Because this distinction is made and has been proudly appropriated by “women of colour” without much criticism, this presumption that the white woman’s identity is a sort of “foundational” identity for all women is prevalent within feminism. As mentioned earlier, feminism was created and has been sustained on a very white – and North American – experience and history. This experience and this history have created the framework within which decades of feminist theory and thought have been constructed.
This paradigm was most aptly demonstrated when non-white feminists began to critique the very real ethnic power imbalances that existed in the discourse during the sixties and seventies. “Ethnicity,” including also faith and culture, was more or less fitted into the existing framework: the framework that was built on the white woman’s experience with and understanding of patriarchy.
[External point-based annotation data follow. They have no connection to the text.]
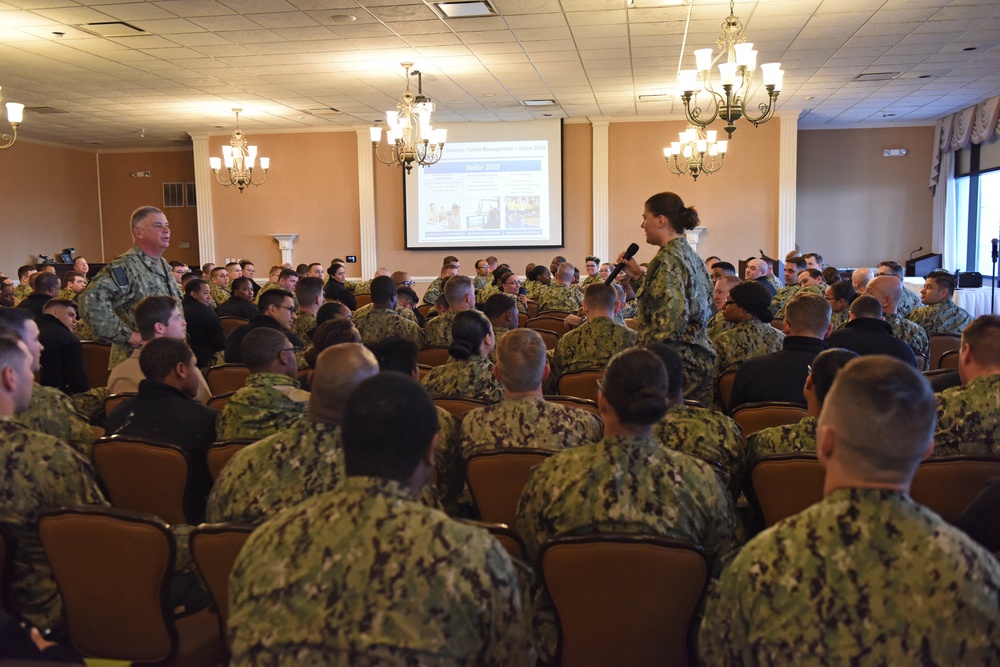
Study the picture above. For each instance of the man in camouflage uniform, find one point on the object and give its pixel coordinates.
(940, 315)
(303, 461)
(382, 320)
(969, 415)
(895, 584)
(366, 574)
(562, 296)
(270, 400)
(109, 299)
(39, 472)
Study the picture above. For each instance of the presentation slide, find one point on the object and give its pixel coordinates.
(498, 185)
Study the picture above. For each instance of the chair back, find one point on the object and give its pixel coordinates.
(624, 599)
(214, 548)
(497, 478)
(219, 453)
(225, 378)
(96, 357)
(785, 484)
(144, 476)
(941, 343)
(947, 484)
(753, 417)
(581, 383)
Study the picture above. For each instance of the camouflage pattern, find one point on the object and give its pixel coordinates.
(52, 412)
(109, 308)
(471, 378)
(969, 418)
(437, 330)
(267, 403)
(566, 298)
(674, 306)
(707, 435)
(910, 333)
(787, 439)
(941, 317)
(591, 344)
(377, 325)
(39, 472)
(367, 576)
(866, 576)
(625, 485)
(747, 339)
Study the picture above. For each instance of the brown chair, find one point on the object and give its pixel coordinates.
(458, 406)
(144, 476)
(947, 484)
(497, 478)
(96, 358)
(785, 484)
(581, 383)
(113, 569)
(624, 599)
(753, 417)
(225, 378)
(941, 343)
(433, 356)
(214, 548)
(231, 324)
(219, 453)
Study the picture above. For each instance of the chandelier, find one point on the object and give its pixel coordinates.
(238, 159)
(15, 112)
(410, 135)
(696, 153)
(736, 78)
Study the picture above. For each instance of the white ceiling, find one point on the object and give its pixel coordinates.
(283, 60)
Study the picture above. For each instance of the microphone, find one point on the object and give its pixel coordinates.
(632, 249)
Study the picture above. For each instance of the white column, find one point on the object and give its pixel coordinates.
(366, 204)
(203, 179)
(787, 166)
(600, 178)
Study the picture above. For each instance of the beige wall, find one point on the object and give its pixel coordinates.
(856, 207)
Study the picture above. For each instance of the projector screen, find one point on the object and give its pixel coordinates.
(498, 185)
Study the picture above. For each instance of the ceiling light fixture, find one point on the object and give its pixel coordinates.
(410, 135)
(239, 159)
(736, 77)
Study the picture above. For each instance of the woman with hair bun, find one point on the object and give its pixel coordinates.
(675, 296)
(748, 308)
(471, 374)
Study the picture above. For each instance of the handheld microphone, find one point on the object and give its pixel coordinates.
(632, 249)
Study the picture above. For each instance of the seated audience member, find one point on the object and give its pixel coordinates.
(166, 411)
(801, 436)
(461, 297)
(888, 290)
(270, 400)
(969, 415)
(204, 330)
(471, 374)
(866, 333)
(939, 314)
(299, 462)
(626, 482)
(155, 317)
(277, 312)
(240, 303)
(752, 334)
(866, 575)
(780, 376)
(360, 547)
(62, 354)
(382, 320)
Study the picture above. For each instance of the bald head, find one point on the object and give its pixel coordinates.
(339, 369)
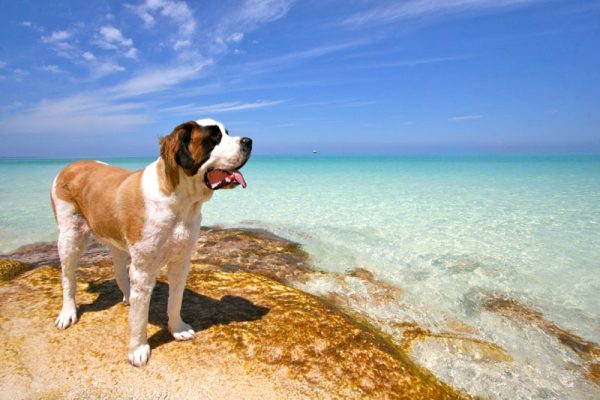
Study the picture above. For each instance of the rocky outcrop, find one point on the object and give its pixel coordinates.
(256, 336)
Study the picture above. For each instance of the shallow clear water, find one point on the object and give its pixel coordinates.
(446, 229)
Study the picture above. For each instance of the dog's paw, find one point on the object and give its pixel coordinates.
(183, 332)
(66, 318)
(139, 357)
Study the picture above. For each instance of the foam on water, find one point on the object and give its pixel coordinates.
(448, 230)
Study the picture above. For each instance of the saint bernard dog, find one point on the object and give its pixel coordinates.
(148, 218)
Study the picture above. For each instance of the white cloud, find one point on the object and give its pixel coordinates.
(158, 80)
(465, 117)
(131, 53)
(52, 68)
(57, 36)
(110, 37)
(284, 60)
(88, 56)
(235, 37)
(180, 44)
(221, 107)
(395, 11)
(76, 114)
(108, 67)
(410, 63)
(251, 14)
(177, 11)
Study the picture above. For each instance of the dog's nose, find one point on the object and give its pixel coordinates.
(246, 142)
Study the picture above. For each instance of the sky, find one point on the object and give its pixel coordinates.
(108, 78)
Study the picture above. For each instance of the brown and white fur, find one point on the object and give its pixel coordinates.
(148, 219)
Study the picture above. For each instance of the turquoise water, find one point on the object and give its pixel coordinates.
(446, 229)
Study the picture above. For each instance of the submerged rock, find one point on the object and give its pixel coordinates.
(10, 269)
(587, 351)
(256, 337)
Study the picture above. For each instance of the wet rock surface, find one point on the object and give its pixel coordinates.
(257, 337)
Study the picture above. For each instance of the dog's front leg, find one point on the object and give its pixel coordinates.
(177, 273)
(142, 279)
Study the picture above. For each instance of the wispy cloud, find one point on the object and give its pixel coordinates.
(409, 63)
(57, 36)
(177, 12)
(246, 18)
(156, 80)
(465, 117)
(76, 115)
(52, 68)
(292, 58)
(111, 38)
(221, 107)
(394, 11)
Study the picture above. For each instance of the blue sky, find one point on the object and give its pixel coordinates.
(106, 78)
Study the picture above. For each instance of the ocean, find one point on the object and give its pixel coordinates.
(448, 230)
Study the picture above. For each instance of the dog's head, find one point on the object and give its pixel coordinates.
(203, 149)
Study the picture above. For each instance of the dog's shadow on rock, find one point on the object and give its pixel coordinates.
(201, 312)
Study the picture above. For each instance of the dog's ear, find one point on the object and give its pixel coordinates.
(175, 153)
(184, 157)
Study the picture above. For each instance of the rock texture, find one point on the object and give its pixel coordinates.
(256, 336)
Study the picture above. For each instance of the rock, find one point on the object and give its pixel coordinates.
(587, 351)
(10, 268)
(256, 337)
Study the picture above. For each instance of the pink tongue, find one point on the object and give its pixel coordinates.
(239, 178)
(219, 176)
There was no real attempt to rethink the intellectual and historical foundations of the movement. Those thinkers, like Angela Y. Davis and bell hooks, who did attempt that reconceptualization, have gone into the shadows of academia, existing as mere footnotes at the end of feminist class syllabuses.
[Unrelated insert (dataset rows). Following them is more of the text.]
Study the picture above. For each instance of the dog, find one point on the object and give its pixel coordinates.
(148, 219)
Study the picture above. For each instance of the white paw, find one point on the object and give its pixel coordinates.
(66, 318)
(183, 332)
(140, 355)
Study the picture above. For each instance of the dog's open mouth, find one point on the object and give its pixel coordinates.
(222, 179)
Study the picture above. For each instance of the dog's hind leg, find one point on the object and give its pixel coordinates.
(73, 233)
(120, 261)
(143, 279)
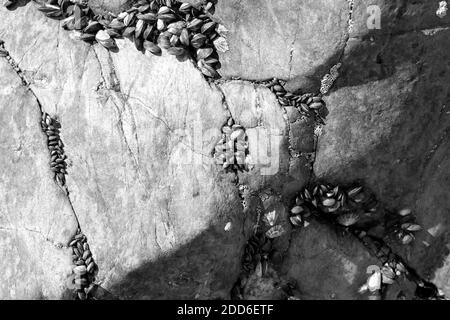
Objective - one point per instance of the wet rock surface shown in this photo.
(162, 218)
(326, 264)
(36, 219)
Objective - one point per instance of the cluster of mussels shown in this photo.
(255, 258)
(404, 226)
(392, 267)
(85, 269)
(344, 206)
(5, 54)
(307, 104)
(181, 28)
(328, 80)
(58, 163)
(232, 149)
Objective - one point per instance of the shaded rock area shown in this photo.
(163, 219)
(389, 126)
(326, 264)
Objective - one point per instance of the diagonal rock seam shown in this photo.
(316, 140)
(26, 83)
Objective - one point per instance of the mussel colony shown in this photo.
(186, 31)
(183, 30)
(348, 209)
(58, 164)
(85, 268)
(232, 149)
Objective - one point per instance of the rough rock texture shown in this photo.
(139, 132)
(287, 43)
(268, 131)
(389, 126)
(36, 219)
(325, 264)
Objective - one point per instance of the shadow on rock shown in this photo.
(204, 268)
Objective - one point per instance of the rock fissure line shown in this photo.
(83, 274)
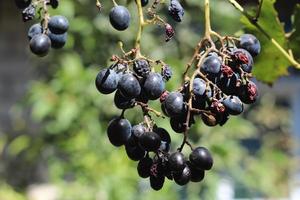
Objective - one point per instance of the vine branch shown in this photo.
(254, 22)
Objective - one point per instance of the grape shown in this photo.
(138, 131)
(178, 124)
(165, 139)
(182, 178)
(134, 152)
(119, 131)
(122, 102)
(199, 87)
(177, 162)
(201, 158)
(119, 17)
(244, 59)
(57, 40)
(211, 65)
(169, 31)
(144, 2)
(144, 166)
(163, 133)
(176, 11)
(58, 24)
(34, 30)
(250, 43)
(248, 93)
(21, 4)
(157, 183)
(228, 84)
(197, 175)
(157, 177)
(198, 103)
(166, 72)
(209, 120)
(129, 86)
(154, 86)
(174, 104)
(233, 105)
(40, 45)
(150, 141)
(141, 68)
(107, 81)
(28, 13)
(54, 3)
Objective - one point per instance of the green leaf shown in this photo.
(270, 64)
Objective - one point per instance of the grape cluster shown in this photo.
(51, 32)
(119, 16)
(218, 88)
(136, 84)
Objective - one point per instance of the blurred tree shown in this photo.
(71, 141)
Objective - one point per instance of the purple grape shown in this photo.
(129, 86)
(233, 105)
(176, 11)
(211, 65)
(107, 81)
(201, 158)
(119, 17)
(154, 86)
(250, 43)
(119, 131)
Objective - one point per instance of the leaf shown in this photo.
(294, 40)
(270, 64)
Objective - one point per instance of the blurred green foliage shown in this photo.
(69, 140)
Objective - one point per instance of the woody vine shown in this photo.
(215, 85)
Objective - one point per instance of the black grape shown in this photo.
(107, 81)
(34, 30)
(197, 175)
(122, 102)
(129, 86)
(21, 4)
(40, 45)
(154, 86)
(201, 158)
(119, 131)
(174, 104)
(58, 40)
(176, 11)
(144, 166)
(211, 65)
(150, 141)
(176, 162)
(183, 177)
(119, 17)
(250, 43)
(233, 105)
(58, 24)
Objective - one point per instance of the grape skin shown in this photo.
(154, 86)
(119, 131)
(107, 81)
(250, 43)
(119, 17)
(58, 24)
(40, 45)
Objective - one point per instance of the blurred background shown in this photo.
(53, 143)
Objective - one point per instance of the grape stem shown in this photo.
(140, 28)
(200, 58)
(254, 22)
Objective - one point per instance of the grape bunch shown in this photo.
(51, 32)
(120, 17)
(219, 87)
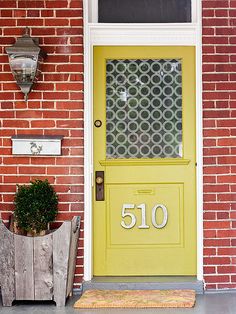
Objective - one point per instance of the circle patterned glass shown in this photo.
(144, 108)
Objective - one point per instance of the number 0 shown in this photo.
(165, 218)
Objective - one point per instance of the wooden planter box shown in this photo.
(38, 268)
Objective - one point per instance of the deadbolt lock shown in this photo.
(99, 180)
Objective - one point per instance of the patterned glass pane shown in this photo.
(144, 108)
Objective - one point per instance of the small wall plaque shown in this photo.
(36, 145)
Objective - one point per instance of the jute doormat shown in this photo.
(135, 299)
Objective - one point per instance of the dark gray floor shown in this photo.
(217, 303)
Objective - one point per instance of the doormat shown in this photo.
(135, 299)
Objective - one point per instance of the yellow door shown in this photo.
(144, 203)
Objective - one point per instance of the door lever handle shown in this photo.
(99, 180)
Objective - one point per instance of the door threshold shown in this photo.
(145, 283)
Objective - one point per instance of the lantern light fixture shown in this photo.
(25, 58)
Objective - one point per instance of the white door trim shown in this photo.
(188, 34)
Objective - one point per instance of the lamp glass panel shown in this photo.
(23, 68)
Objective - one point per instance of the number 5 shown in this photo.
(125, 214)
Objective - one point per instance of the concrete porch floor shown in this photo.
(208, 303)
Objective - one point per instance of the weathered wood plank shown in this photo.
(73, 253)
(61, 246)
(43, 277)
(7, 265)
(24, 274)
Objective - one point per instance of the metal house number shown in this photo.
(126, 213)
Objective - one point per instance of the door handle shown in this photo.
(99, 180)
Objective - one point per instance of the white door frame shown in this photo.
(188, 34)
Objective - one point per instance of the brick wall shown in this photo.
(219, 113)
(55, 105)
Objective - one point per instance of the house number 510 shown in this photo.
(126, 213)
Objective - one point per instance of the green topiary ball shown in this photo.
(35, 206)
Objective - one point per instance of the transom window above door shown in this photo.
(144, 11)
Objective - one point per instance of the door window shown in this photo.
(144, 108)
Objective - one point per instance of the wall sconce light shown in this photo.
(25, 58)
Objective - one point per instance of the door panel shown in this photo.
(145, 145)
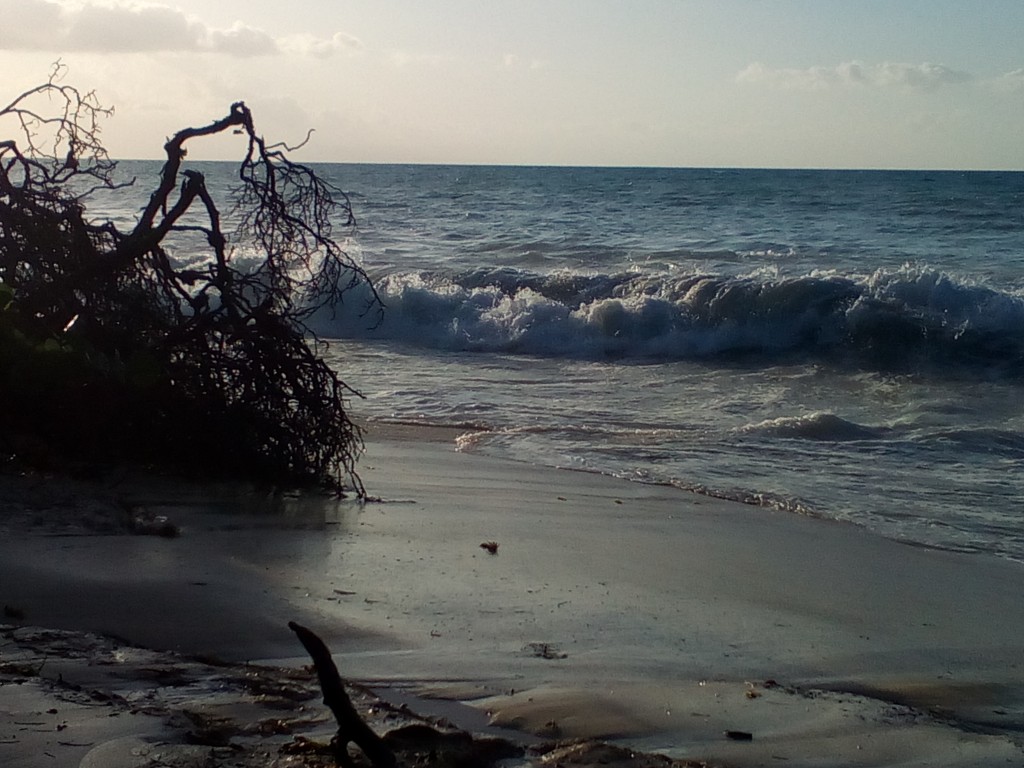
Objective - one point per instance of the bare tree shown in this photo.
(205, 364)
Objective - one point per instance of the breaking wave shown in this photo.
(892, 320)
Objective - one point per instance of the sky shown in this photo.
(677, 83)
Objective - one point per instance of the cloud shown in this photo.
(310, 45)
(916, 77)
(47, 26)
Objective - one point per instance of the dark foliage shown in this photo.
(113, 350)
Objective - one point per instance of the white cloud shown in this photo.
(47, 26)
(918, 77)
(310, 45)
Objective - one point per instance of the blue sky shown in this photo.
(739, 83)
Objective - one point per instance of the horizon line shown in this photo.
(573, 166)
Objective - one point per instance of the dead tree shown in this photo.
(351, 728)
(208, 364)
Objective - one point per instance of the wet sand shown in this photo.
(655, 619)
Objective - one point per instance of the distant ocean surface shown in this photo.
(845, 344)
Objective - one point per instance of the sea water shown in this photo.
(845, 344)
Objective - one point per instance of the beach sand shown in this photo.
(652, 619)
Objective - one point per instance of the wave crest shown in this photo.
(892, 318)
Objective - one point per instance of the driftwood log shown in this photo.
(351, 728)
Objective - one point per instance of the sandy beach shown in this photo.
(658, 621)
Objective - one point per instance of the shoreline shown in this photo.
(648, 615)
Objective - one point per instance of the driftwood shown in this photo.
(351, 728)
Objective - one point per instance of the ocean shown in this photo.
(843, 344)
So, is the white woman the palette upon which the “colours” of all other women can be found and mixed, used interchangeably to create a beautiful “inclusive” portrait of something which is, in many respects, ugly? If we are all equal, why are some “of colour” while others have the privilege of a much shorter identity label?
I strongly believe that much of the feminist analysis on sex, sexual identities, capitalism, beauty, and gender deconstruction comprises a powerful tool, building ideas that require our consideration if we want to change our status-quo condition. I am not, however, foolish enough to believe in the universal applicability of these ideas here in North America (forget the rest of the world).
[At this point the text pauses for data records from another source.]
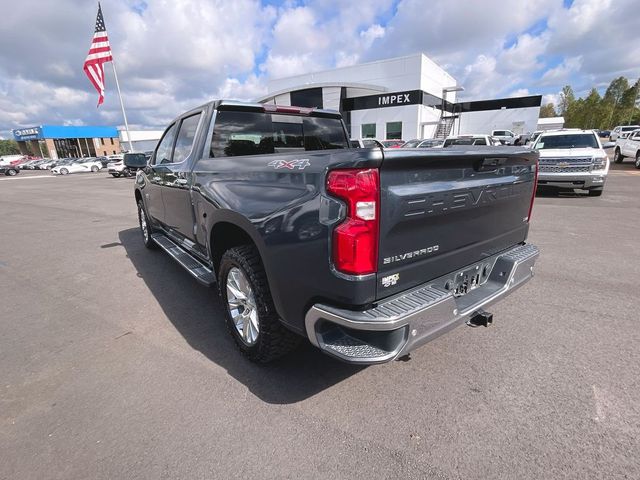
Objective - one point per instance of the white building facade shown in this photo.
(401, 98)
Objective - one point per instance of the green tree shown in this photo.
(9, 147)
(547, 111)
(567, 98)
(591, 110)
(611, 102)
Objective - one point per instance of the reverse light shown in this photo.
(355, 240)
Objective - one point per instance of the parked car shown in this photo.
(534, 136)
(571, 159)
(119, 169)
(47, 164)
(9, 170)
(392, 143)
(360, 251)
(28, 165)
(479, 139)
(424, 143)
(104, 161)
(82, 165)
(628, 147)
(506, 137)
(366, 143)
(622, 131)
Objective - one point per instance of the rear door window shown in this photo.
(165, 147)
(186, 136)
(239, 133)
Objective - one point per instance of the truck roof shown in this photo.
(271, 108)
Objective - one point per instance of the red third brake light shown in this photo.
(355, 240)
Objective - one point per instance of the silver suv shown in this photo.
(572, 159)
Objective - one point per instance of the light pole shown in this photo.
(635, 101)
(445, 90)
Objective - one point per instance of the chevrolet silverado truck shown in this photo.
(628, 146)
(367, 253)
(570, 159)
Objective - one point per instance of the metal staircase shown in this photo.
(445, 124)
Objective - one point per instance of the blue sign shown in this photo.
(23, 134)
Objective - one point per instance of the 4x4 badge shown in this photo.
(300, 164)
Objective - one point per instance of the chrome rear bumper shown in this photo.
(399, 324)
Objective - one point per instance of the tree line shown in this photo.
(618, 106)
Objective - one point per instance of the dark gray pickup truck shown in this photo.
(367, 253)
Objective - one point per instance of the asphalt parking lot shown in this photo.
(116, 364)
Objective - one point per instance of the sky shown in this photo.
(173, 55)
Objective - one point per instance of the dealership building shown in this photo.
(60, 141)
(402, 98)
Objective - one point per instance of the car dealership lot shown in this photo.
(116, 364)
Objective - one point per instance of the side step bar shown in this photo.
(195, 267)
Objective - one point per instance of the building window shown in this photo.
(368, 130)
(394, 130)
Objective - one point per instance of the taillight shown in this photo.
(533, 194)
(355, 240)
There is a real void within mainstream feminist discourse that has marginalized the very women whom it has allegedly sought to empower and “save.” Feminism is still very much a white woman’s movement and discipline; it has tokenized women it sees as “of colour” in its attempt to be more inclusive and universal. This is not progress: this is not equality. This is a kinder racism: unintentional, and really a part of an institutionalized mentality and epistemic history, but racism nevertheless.
What is required for feminism’s return to relevance is a complete reconsideration and questioning of the foundation it was built upon, one sustained by the white woman’s narrative on patriarchy. This reevaluation can potentially lead toward a more holistic feminism – hopefully rebranded as something for all men, women, and everyone beyond – that is based on an understanding that the experiences of all women with patriarchy vary. All women view and interact with “patriarchy” in different ways and more than lip-service recognition of this fact is required to transform feminism.
There should be no saving involved. There should be no brackets. There should not be two categories of women, if it is women about whom we speak. There should be realization, embracement, and battle. There should be real inclusivity – of cultures and ideas. Nothing fitted neatly into the existing crevices and cracks.
And there should be just Women. Period.
Published in the McGill Daily in January 2010.